I still feel a wave of emotion when I remember this. I knew the World Trade Center well, having been up to its observation deck many times. The Towers were opened in 1973, and in January 1976, my wife and I went into New York City with her parents to enjoy a day out. Our first stop was the World Trade Center where I took my first photo with our new 35 mm camera, a Christmas gift from my in-laws. That photo is above.

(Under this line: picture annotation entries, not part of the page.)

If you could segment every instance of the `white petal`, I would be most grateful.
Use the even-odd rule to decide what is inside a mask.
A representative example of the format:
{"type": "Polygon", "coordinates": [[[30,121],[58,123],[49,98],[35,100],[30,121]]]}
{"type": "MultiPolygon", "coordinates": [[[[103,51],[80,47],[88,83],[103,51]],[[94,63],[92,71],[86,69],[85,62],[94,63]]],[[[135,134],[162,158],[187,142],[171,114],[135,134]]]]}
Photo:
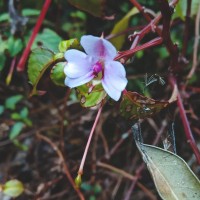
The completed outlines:
{"type": "Polygon", "coordinates": [[[106,93],[115,101],[118,101],[121,96],[121,91],[117,90],[115,87],[113,87],[107,80],[102,80],[102,85],[106,93]]]}
{"type": "Polygon", "coordinates": [[[82,36],[80,43],[85,52],[90,56],[113,60],[117,54],[115,47],[108,40],[100,37],[92,35],[82,36]]]}
{"type": "Polygon", "coordinates": [[[75,49],[66,51],[65,59],[68,63],[64,67],[64,73],[69,78],[78,78],[89,73],[96,62],[96,59],[75,49]]]}
{"type": "Polygon", "coordinates": [[[119,91],[123,91],[128,83],[124,66],[118,61],[105,63],[103,79],[119,91]]]}
{"type": "Polygon", "coordinates": [[[92,72],[89,72],[88,74],[81,76],[79,78],[69,78],[66,77],[65,79],[65,85],[67,85],[70,88],[78,87],[80,85],[83,85],[85,83],[88,83],[94,78],[94,75],[92,72]]]}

When we got to the observation deck, we enjoyed a view we were to enjoy many more times, below.

wtc_1976_02

I also recall the first Boston Symphony tour to New York City after 9.11. The BSO went to play concerts in Carnegie Hall three times a year at that time and we had a concert scheduled on October 16, 2001. The players asked the orchestra management if, instead of flying to New York, we could take the train; our management agreed. Music Director Seiji Ozawa had changed the program, originally scheduled to be Robert Schumann’s Scenes from Goethe’s Faust, to Hector Berlioz’s Requiem.

As our Amtrak train came out from under Long Island Sound and we traveled through Queens, Manhattan came into view. It was at that moment, when the familiar skyline with the World Trade Towers simply no longer existed, that the enormity of 9.11 sank in. The only sound in the train was the turning of its wheels and the weeping of the Orchestra’s men and women.

So, it is to music we often turn to help us deal with loss, to remember, to push forward. The Boston Symphony offered Berlioz’s Requiem at Carnegie Hall. Another piece is Samuel Barber’s Adagio for Strings, so memorable for its touching accompaniment to dramatic scenes in movies like The Elephant Man and Platoon. A piece I’ve often turned to is Arvo Pärt’s Fratres, a work I arranged  for trombone choir in 1991 with the composer’s permission (see below) for a performance at New England Conservatory. (Some may ask if  the arrangement is available; it is not. I received a license that only allowed me to arrange the piece for a single performance.) Pärt’s music speaks to me deeply and I often listen to it during periods of intense reflection. A new recording of some of his best choral music, Tintinabuli, by the Tallis Scholars, is part of my playlist today.

As we reflect on the events of 9.11.2001, here on the 15th anniversary of the attacks, may we find renewed compassion and strength for the challenging days ahead.